Artificial intelligent assistant

countable

I. countable, a.
    (ˈkaʊntəb(ə)l)
    Also 6 contabul, 6–7 comptable, 7 -ible, compteable.
    [a. OF. contable, now comptable, f. conter, compter: see count v. Often aphetic for accountable.]
     1. a. Liable to give an account or reckoning; answerable, responsible; = accountable 1. Obs.

1495 Act 11 Hen. VII, c. 10 § 1 Severally countable for the porcions by theym severally receyved. 1529 S. Fish Supplic. Beggers (1845) 2 The poore wyves must be countable to theym of every tenth eg. 1549 Latimer 3rd Serm. bef. Edw. VI (Arb.) 100 We are comptable to god, and so be they. 1603 Florio Montaigne iii. x. (1632) 571 An honest man is not comptable for the vice and folly of his trade. 1678 Norris Coll. Misc. (1699) 269 We are under an obligation..we are countable for them. 1828 Atherstone Fall of Nineveh xiii. 272 Who unto you has made us comptible?

    b. Involving responsibility; to be accounted for. Obs.

1549 Latimer 4th Serm. bef. Edw. VI (Arb.) 105 Is it not a dygnitye wyth a charge? is it not comptable?..It wylbe a chargeable dygnitye whan accompte shal be asked of it.

    c. Liable to answer to, sensitive to. Obs.

1601 Shakes. Twel. N. i. v. 186 Good Beauties, let mee sustaine no scorne; I am very comptible, euen to the least sinister vsage.

    2. a. Capable or proper to be counted or numbered; numerable.

1581 Lambarde Eiren. iv. iv. (1588) 452 If any person haue packed Fish in barrels, and haue mixed the countable Fish with the small Fish. 1596 Spenser State Irel. Wks. (1862) 503/2 The evils..are very many, and almost countable with those which were hidden in the basket of Pandora. 1611 Speed Hist. Gt. Brit. ix. vii. §64 Thirtie men of Armes, and other inferior Souldiers not countable. 1837 Carlyle Fr. Rev. vii. i, They are countable by the thousand and the million.

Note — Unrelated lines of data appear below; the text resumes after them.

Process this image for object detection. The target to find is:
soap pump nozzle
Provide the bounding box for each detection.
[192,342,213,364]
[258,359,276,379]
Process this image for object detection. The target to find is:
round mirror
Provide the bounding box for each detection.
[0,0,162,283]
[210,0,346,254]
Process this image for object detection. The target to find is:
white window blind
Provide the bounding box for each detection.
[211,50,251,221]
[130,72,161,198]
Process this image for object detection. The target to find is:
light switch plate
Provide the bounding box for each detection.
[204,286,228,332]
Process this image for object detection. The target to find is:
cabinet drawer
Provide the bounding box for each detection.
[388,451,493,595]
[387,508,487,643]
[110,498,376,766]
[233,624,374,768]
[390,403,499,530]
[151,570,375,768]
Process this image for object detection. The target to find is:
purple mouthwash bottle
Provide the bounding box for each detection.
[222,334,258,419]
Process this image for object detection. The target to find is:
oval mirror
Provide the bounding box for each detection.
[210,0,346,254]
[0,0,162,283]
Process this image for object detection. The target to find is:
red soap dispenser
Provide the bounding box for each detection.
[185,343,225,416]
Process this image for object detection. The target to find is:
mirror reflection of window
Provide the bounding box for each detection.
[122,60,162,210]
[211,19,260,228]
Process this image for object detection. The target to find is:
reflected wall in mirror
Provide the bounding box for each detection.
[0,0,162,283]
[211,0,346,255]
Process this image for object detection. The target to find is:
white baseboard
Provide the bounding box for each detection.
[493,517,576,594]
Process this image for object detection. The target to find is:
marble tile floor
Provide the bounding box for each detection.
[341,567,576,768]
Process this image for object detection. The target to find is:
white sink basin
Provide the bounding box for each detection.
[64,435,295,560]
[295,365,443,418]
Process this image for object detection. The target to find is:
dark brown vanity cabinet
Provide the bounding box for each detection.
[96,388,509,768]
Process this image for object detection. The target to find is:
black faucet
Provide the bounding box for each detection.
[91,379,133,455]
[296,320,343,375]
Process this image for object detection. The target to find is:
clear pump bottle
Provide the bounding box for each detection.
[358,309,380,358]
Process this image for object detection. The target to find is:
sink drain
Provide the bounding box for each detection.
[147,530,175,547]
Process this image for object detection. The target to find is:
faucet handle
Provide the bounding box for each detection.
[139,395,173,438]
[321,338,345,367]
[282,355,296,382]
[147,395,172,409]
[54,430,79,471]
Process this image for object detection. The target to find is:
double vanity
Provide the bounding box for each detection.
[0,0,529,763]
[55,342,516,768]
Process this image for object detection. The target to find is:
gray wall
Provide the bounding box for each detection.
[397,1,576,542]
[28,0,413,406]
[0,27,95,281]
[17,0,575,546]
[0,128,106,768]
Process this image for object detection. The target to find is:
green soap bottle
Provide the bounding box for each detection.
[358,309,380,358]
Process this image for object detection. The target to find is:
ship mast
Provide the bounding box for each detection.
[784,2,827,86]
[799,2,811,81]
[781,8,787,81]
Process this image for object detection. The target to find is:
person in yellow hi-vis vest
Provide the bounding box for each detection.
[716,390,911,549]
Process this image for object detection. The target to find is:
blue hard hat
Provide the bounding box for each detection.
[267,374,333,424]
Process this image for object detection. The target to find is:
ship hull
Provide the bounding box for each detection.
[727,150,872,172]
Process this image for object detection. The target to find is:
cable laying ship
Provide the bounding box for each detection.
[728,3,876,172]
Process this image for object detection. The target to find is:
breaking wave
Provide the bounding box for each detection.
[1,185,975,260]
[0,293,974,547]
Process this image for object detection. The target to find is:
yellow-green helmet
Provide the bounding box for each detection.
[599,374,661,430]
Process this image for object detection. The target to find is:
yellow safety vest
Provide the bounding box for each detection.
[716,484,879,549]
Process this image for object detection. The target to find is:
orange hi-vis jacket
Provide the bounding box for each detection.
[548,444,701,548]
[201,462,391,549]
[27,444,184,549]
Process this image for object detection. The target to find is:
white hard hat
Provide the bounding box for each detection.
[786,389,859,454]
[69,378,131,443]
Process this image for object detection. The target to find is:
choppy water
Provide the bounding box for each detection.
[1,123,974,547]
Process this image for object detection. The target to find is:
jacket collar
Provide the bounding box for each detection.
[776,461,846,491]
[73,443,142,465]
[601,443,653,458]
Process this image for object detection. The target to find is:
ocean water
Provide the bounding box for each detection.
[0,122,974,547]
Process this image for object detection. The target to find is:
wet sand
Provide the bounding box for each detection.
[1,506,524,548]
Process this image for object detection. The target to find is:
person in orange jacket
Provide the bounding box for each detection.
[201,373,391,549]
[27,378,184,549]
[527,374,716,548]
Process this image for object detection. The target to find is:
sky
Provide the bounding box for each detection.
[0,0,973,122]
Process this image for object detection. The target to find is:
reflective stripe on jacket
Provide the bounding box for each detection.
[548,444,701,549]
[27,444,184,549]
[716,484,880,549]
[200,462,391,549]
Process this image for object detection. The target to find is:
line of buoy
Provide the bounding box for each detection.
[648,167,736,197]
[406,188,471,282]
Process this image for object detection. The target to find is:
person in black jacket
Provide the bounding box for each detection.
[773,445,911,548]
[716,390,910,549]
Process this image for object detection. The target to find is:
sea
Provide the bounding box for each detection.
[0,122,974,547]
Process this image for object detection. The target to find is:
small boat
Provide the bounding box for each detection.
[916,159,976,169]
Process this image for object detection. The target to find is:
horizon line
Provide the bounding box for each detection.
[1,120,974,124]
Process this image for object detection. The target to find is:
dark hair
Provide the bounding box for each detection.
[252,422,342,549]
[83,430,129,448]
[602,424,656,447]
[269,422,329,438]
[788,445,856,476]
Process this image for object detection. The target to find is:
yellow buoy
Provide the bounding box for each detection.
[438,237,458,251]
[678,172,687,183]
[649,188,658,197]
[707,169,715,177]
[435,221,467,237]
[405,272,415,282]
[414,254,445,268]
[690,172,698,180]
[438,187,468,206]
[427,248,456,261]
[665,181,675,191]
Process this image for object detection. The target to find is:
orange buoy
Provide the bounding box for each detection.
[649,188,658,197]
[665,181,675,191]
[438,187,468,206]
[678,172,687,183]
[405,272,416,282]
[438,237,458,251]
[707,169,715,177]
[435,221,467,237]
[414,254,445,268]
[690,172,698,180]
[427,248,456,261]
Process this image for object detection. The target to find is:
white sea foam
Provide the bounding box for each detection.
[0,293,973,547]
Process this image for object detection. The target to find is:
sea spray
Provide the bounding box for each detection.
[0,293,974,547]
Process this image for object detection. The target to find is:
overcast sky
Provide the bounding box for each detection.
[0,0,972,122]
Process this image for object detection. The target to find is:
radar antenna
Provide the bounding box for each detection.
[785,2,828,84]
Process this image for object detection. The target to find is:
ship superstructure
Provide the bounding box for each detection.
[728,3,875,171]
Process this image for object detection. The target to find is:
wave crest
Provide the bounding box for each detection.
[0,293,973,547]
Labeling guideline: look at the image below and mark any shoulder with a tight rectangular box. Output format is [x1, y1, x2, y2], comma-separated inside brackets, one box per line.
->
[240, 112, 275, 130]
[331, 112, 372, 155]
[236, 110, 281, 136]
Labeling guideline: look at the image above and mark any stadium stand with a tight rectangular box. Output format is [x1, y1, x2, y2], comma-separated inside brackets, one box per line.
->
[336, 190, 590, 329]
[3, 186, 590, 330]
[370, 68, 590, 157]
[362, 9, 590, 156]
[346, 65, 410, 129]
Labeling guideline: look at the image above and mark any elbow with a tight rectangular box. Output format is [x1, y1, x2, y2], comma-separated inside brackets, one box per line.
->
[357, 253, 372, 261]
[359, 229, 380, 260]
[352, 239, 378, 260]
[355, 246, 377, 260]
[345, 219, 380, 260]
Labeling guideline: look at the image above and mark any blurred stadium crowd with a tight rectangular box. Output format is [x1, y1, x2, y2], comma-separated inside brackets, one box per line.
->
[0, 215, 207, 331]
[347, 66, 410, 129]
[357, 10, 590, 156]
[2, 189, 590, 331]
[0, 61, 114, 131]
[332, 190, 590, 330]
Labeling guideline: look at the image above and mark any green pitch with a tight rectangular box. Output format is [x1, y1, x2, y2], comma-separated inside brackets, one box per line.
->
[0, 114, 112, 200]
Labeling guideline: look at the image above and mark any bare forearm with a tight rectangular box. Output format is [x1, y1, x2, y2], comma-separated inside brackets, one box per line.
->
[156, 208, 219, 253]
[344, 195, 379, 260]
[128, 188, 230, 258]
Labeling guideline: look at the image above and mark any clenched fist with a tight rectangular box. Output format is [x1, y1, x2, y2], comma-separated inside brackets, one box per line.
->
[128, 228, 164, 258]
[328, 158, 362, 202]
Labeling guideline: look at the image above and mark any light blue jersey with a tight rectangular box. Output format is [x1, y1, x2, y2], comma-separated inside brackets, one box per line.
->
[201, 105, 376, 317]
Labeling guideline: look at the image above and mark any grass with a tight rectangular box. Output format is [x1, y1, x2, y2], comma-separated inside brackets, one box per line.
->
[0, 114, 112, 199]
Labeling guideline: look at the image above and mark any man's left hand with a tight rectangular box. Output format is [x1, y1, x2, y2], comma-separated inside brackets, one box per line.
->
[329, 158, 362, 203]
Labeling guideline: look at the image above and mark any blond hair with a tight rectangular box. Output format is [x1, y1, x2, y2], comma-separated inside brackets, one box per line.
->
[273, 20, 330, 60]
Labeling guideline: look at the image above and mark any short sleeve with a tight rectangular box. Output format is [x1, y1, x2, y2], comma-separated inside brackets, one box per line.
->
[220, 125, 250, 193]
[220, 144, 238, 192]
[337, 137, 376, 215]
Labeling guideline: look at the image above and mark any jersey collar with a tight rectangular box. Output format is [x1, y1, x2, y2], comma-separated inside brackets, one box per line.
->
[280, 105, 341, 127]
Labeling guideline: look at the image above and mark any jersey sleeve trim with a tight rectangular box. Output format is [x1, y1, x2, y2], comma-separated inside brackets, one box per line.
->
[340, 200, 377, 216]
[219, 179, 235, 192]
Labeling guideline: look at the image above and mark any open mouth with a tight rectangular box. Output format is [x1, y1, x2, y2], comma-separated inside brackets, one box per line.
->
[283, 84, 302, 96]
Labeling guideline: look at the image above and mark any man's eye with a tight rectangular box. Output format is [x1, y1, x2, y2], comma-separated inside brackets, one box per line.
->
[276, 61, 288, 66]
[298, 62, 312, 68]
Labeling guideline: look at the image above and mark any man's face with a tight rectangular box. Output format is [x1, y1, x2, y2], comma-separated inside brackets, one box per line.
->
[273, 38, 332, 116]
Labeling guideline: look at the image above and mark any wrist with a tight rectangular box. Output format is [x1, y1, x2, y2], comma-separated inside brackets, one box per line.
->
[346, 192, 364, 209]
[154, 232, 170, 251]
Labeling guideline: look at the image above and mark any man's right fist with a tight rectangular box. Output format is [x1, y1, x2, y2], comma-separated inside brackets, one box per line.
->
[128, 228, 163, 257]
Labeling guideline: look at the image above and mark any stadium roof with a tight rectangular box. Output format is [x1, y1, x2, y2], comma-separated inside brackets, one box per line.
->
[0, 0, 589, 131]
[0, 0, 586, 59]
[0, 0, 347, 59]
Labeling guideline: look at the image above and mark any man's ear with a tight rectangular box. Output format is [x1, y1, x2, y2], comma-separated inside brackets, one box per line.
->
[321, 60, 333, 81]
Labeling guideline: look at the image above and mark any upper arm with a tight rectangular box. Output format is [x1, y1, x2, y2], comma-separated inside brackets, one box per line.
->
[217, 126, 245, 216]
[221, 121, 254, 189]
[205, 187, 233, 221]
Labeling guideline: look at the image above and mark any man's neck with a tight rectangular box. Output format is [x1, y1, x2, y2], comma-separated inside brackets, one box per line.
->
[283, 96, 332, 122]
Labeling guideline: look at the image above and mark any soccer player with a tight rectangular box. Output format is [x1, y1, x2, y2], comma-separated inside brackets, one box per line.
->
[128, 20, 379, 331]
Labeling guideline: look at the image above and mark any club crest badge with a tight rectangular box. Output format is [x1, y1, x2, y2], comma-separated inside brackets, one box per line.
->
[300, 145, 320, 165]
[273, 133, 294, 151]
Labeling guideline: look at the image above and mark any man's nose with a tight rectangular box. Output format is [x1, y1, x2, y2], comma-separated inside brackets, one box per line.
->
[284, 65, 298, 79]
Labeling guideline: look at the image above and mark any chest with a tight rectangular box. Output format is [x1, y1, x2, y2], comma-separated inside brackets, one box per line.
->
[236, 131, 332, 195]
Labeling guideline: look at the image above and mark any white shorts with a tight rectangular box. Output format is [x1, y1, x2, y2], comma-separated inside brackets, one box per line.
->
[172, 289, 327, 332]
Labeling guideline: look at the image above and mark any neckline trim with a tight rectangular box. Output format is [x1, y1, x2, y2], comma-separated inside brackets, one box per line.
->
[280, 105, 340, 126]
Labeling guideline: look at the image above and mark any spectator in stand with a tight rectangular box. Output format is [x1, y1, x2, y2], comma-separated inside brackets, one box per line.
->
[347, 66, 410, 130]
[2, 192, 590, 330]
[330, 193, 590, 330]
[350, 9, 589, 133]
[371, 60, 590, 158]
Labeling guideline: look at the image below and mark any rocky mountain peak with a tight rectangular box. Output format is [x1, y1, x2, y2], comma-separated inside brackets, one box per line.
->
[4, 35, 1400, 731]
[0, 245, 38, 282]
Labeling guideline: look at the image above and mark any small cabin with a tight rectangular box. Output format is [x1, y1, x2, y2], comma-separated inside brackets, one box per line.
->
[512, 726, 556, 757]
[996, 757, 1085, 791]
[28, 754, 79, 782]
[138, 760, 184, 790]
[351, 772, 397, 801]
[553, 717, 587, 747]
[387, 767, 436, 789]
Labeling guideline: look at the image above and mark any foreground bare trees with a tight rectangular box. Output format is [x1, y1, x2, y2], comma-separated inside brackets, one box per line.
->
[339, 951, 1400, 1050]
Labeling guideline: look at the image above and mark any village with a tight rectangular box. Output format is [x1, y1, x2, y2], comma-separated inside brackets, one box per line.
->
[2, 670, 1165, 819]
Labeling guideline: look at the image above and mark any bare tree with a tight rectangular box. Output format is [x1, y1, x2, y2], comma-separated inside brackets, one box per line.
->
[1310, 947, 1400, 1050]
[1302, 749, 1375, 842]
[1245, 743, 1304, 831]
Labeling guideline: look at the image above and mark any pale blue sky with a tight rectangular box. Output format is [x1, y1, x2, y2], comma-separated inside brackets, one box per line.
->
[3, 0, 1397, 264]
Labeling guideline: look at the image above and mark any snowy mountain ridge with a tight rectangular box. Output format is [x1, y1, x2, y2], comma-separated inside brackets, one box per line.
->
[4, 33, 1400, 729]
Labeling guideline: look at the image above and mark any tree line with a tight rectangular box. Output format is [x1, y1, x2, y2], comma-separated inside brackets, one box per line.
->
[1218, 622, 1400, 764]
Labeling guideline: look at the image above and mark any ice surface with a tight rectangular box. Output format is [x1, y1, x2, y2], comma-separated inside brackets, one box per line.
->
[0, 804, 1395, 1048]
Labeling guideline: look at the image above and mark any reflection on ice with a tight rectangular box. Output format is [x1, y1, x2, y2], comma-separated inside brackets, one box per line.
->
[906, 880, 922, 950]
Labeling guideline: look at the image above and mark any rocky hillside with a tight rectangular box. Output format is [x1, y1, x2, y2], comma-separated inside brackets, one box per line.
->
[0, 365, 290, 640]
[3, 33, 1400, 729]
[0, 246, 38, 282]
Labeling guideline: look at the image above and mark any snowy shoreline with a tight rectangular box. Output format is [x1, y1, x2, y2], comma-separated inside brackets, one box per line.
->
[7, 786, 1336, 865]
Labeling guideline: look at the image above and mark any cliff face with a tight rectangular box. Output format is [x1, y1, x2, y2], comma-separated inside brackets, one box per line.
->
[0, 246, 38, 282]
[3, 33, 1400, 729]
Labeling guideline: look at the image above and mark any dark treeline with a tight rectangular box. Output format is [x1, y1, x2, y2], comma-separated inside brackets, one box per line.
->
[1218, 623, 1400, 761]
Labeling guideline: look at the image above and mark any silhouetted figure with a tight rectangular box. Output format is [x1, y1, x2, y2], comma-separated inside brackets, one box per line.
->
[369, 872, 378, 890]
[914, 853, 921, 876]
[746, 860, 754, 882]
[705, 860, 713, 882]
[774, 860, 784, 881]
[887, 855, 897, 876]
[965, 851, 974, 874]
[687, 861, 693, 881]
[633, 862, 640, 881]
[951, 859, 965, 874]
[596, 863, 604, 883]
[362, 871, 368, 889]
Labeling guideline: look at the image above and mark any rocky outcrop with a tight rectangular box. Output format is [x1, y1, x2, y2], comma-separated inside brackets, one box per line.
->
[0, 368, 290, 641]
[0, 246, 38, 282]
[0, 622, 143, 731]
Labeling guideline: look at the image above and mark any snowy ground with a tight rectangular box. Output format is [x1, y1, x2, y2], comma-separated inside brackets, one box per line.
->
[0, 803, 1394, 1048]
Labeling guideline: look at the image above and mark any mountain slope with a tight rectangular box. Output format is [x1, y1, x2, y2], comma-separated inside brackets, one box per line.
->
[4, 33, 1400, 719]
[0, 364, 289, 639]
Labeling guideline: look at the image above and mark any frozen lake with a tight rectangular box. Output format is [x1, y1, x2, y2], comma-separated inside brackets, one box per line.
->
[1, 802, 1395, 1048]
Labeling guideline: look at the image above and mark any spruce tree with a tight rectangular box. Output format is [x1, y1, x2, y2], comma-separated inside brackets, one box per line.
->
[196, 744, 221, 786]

    b. Within countable degrees of kinship. Cf. count v. 1 d. nonce-use.

1858 Carlyle Fredk. Gt. II. x. v. 631 A Prince of Orange countable kinsman to his Prussian Majesty.

    c. Math. = denumerable a.

1906 W. H. & G. C. Young Theory of Sets of Points iv. 35 Any set which can be brought into (1, 1)-correspondence with some or all of the natural numbers is said to be countable, and, if not a finite set, is said to be countably infinite. 1941 Birkhoff & MacLane Surv. Mod. Algebra xii. 338 Not all infinite classes are countable—there is more than one ‘infinite’ cardinal number. 1963 G. D. Mostov et al. Fund. Struct. Algebra ii. 42 Among the infinite sets are those which are said to be countable, or denumerable. [Note] The real numbers constitute an infinite set which is not countable.

    d. Of a noun: that can form a plural or be used with the indefinite article. Cf. next.

[1914 Jespersen Mod. Eng. Gram. II. v. 121 Names of countable immaterial objects may be thus used as mass-names.] 1961 Brno Studies III. 27 The governing noun hat (which, naturally, is ‘countable’). 1968 J. Lyons Introd. Theoret. Ling. vii. 282 In all the languages referred to here certain words may be used either as ‘mass’ or ‘countable’ nouns.

II. ˈcountable, n.
    [f. the adj.]
    A noun that denotes a countable thing, characterized by its ability to form a plural or be used with the indefinite article.

1914 Jespersen Mod. Eng. Gram. II. v. 114 Such ‘countables’ are either material things like houses, horses, portraits, flowers, etc., or immaterial things of various orders, like days, miles; [etc.]. 1962 J. Söderlind in F. Behre Contrib. Eng. Syntax 102 Not a few of the uncountables so far discussed can function as countables as well. 1970 English Studies LI. 49 A noteworthy characteristic of the sequence no + noun + RC is that non-restrictive RC is only permissible with plural countables.